The medicinal side of cannabis
There are three different generations of cannabis-based medicines.
The first generation consists of preparations of pure THC (Marinol) or a synthetic analogue of THC called nabilone (Cesamet). The second generation consists of medicines with a controlled THC/CBD balance (Sativex), which is administered orally via a spray.
The third generation consists of vaporized cannabis or cannabis oil derived from plants with controlled THC/CBD ratios. Each has its pros and cons, and the choice should be adapted to the patient and their circumstances.
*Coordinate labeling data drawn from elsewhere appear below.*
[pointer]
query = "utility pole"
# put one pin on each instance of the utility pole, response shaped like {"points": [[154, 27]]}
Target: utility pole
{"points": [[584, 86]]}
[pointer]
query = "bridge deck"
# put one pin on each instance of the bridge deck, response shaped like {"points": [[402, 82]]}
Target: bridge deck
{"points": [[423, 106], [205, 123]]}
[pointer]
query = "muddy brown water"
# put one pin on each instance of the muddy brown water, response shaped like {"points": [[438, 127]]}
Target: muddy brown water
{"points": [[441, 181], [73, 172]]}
When discussing the therapeutic properties of cannabis, we must be clear that we know little and much remains unknown. Once again, the limited number of clinical studies in this field is responsible for this. However, there are currently certain therapeutic applications supported to a significant degree by some clinical trials.
In the field of neurology, benefits of cannabis have been demonstrated for the treatment of muscle spasms and pain in multiple sclerosis, as well as for the inhibition of seizures in cases of childhood epilepsy.
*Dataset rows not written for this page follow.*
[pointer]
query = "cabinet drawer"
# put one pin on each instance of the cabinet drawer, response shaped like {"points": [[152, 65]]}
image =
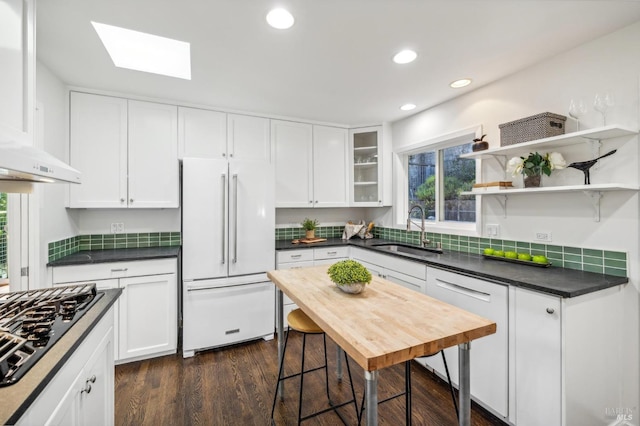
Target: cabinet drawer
{"points": [[286, 256], [103, 271], [330, 252]]}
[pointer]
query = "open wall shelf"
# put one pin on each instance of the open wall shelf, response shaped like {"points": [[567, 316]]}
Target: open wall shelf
{"points": [[589, 135]]}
In the field of oncology, cannabis may be useful for the treatment of cancer-related pain, for preventing nausea and vomiting triggered by chemotherapy, and for stimulating appetite in cases of appetite and weight loss due to the disease.
In addition, it should be noted that cannabis is not the only solution in the treatment of the aforementioned diseases. There are routinely used medications that are often more effective for treating these health problems. Thus, cannabis would be presented as an additional treatment option when standard options have not been effective or are not tolerated by the patient.
Cannabis may also be useful for the treatment of chronic and neuropathic pain. A recent review of clinical trials conducted on this topic showed that some patients (not all) did experience substantial pain relief without clinically relevant adverse effects.